First is the suggestion that unless the interactive process has some bite, i.e., some legal consequence for purposes of determining liability, an employer will lack sufficient incentive to participate in it. Plenty of workable accommodations, the argument goes, will simply be overlooked. This argument fundamentally misunderstands employer motivations.
The prospect of facing an ADA lawsuit - with all its attendant legal costs - is itself a powerful incentive to discuss and explore reasonable accommodations. An employer who does not engage in the interactive process fails to do so at his own peril, because sometimes accommodations will not be apparent unless the employer bothers to ask the employee. While a blind person may have nothing to say about how he can perform the job of a bus driver, an employee with a back condition might easily advise his employer of the ergonomic chair he needs.
And even if avoiding litigation were not sufficient motivation, certainly the statutory safe harbor from damages tips the scale. Unlike state and federal governments, which are shielded from damage awards by legal immunities, private employer-defendants are, and have to be, worried about large damage judgments.
Engaging in the interactive process is relatively low-cost; it simply involves talking to the employee and trying out possibilities. Given this low cost, especially when measured against the potentially high costs of litigation and damage awards, employers have plenty of incentive to work with disabled employees to find reasonable accommodations.
A second argument concerns the alleged information asymmetry between employer and employee. Employers, it has been said, have access to "extensive information concerning alternative positions or possible accommodations" that employees lack. For this reason, it would be unfair to ask an ADA plaintiff to prove in court the existence of a workable reasonable accommodation when he has not been provided by his employer all the relevant information about possible accommodations.
But this argument, too, is flawed. Any informational barriers that may exist in the workplace are non-existent at the time of litigation. Once litigation has commenced, a plaintiff has the full range of discovery tools such as depositions and interrogatories to produce evidence - even that possessed by his employer - bearing on the existence of a reasonable accommodation.
There are, to be sure, some areas of law that are concerned with making a person feel fairly treated, regardless of whether he ultimately gets what he wants. The idea that government has to provide all of us with "due process of law" before taking away our life, liberty or property is perhaps the most noteworthy example. But unlike constitutional due process - which applies to all of us - the ADA concerns only a subset of persons, those with disabilities.
Reading the ADA as a feel-good law thus raises some concerns about selective paternalism that are not present elsewhere. Indeed, because paternalistic societal attitudes towards the disabled are precisely what the ADA is designed to eliminate, reading the statute in a way that might itself be paternalistic is especially problematic. Before we would embrace such a reading, we would want to see a lot of evidence in the statute itself demonstrating that is what Congress wanted. And this we don't see.
Where Do We Go From Here?
Happily, the ultimate resolution of these thorny questions lies not with us but with the Supreme Court (and perhaps Congress should it decide to revisit the ADA to make adjustments and clarifications).
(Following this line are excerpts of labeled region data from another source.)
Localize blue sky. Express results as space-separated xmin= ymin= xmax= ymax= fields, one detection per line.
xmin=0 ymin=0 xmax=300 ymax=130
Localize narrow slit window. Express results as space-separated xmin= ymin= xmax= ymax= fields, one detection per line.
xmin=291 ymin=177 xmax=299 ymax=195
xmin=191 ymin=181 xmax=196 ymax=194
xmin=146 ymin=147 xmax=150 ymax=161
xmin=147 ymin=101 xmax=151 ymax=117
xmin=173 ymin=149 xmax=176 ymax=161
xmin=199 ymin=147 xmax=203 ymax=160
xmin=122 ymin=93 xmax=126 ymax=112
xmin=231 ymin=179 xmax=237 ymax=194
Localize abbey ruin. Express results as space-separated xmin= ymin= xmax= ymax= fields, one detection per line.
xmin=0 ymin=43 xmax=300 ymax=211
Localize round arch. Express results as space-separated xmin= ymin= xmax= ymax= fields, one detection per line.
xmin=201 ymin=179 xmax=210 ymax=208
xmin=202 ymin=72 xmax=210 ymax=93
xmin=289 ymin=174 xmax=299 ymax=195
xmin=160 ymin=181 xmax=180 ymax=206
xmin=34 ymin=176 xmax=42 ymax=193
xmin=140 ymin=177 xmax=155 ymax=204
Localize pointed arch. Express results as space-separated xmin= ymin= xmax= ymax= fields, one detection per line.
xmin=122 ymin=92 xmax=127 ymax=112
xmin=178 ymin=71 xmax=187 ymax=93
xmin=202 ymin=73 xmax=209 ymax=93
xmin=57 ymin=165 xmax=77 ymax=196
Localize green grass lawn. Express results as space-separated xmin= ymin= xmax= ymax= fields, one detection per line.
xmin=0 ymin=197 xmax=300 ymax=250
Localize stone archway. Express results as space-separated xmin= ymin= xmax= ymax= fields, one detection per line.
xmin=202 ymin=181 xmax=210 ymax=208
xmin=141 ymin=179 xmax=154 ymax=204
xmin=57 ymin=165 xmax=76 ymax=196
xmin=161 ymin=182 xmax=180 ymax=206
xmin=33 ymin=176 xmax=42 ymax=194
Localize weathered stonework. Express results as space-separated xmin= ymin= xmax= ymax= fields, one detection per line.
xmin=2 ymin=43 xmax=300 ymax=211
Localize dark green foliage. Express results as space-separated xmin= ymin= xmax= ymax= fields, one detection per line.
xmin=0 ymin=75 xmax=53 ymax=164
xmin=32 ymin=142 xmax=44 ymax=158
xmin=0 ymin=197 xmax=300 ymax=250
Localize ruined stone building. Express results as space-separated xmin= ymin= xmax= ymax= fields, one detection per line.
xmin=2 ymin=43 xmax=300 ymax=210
Thus far, though, the Supreme Court has been reluctant to weigh in on these issues. In fact, in addition to Barnett itself, the Court had the opportunity to take up these questions in another recent Ninth Circuit case, Humphrey v. Memorial Hospitals Ass'n. The Court in Humphrey sought the input of the U.S. Solicitor General's office (a rare move indicating that the Court may have been intrigued by the case), and then ultimately declined review.
But the ADA is not cooling off any time soon, so the Court will have ample opportunity to address these matters in the coming months.